3 shows a plan view of a microstrip bandpass filter.

The circuit pattern at the bottom of FIG. 3 is an optimal design pattern obtained through the simulation of high frequency components (EEsof) with the dielectric characteristics (dielectric constant, dielectric loss, etc.) of the single crystal substrate 7 and the thickness of the substrate as variables. It is a 3-pole bandpass filter manufactured by combining the resonance characteristics of a resonator.

The fundamental of the high frequency passive element is a resonator using resonance phenomena, but in order to develop a hybrid element by actually making a component or combining it with an active element, a filter having a bandwidth required in a specific frequency band is a key element. .

In fact, in the ultra-high frequency region of several GHz or more, a large amount of information can be processed at high speed without loss, and various filters are required for simultaneous transmission in a wide range.
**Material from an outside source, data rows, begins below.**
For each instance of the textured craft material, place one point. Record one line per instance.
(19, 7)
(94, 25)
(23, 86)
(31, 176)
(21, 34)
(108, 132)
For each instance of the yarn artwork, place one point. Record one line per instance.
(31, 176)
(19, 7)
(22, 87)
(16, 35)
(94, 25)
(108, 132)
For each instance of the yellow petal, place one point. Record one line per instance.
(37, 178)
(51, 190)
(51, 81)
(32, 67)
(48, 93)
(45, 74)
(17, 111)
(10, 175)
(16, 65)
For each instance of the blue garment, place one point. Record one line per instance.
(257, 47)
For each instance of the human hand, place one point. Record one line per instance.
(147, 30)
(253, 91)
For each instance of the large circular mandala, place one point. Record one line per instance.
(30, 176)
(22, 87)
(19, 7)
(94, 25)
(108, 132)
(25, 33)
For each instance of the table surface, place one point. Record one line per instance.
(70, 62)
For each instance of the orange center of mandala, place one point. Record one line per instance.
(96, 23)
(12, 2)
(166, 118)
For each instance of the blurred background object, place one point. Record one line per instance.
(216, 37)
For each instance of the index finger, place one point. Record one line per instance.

Therefore, as mentioned above, the high-frequency high-temperature superconductor bandpass filter of the present invention can be spotlighted as a core component of the transmission / reception system for mobile communication and satellite communication aimed at the next generation, and the loss and noise characteristics are greatly increased because it uses superconducting characteristics. It is expected to have a great effect on the development of high-frequency components which are improved and light and shortened by high integration.

Claims (4)

A method of manufacturing a bandpass filter, comprising: forming a circuit pattern 6 on a single crystal substrate 7 using a metal mask 1 shaped by laser ablation, and a lower portion of the single crystal substrate 7. Fabrication of a three-pole bandpass filter having a YBCO / 'LaAlO ₃ / Au structure comprising the step of forming a ground plane (8) with a conductive metal on the surface, and a step of forming a resistance contact by heat treatment in an oxygen atmosphere. Way. The method of manufacturing a three-pole bandpass filter having a YBCO / LaAlO ₃ / Au structure according to claim 1, characterized in that a superconducting material is applied to one of the front and rear surfaces of the metal mask (1). The method as claimed in claim 2, wherein the superconductor material is YBa ₂ Cu ₃ O _7-x and the substrate LaAlO ₃ is used for producing a three-pole bandpass filter having a YBCO / LaAlO ₃ / Au structure. According to claim 1, wherein the shaping step of the metal mask (1) YBCO / characterized in that to form a pattern while attaching a stainless mask to the holder with a heater as a silver adhesive and raising the temperature of the holder to 800 ℃ Manufacturing method of 3-pole bandpass filter of LaAlO ₃ / Au structure.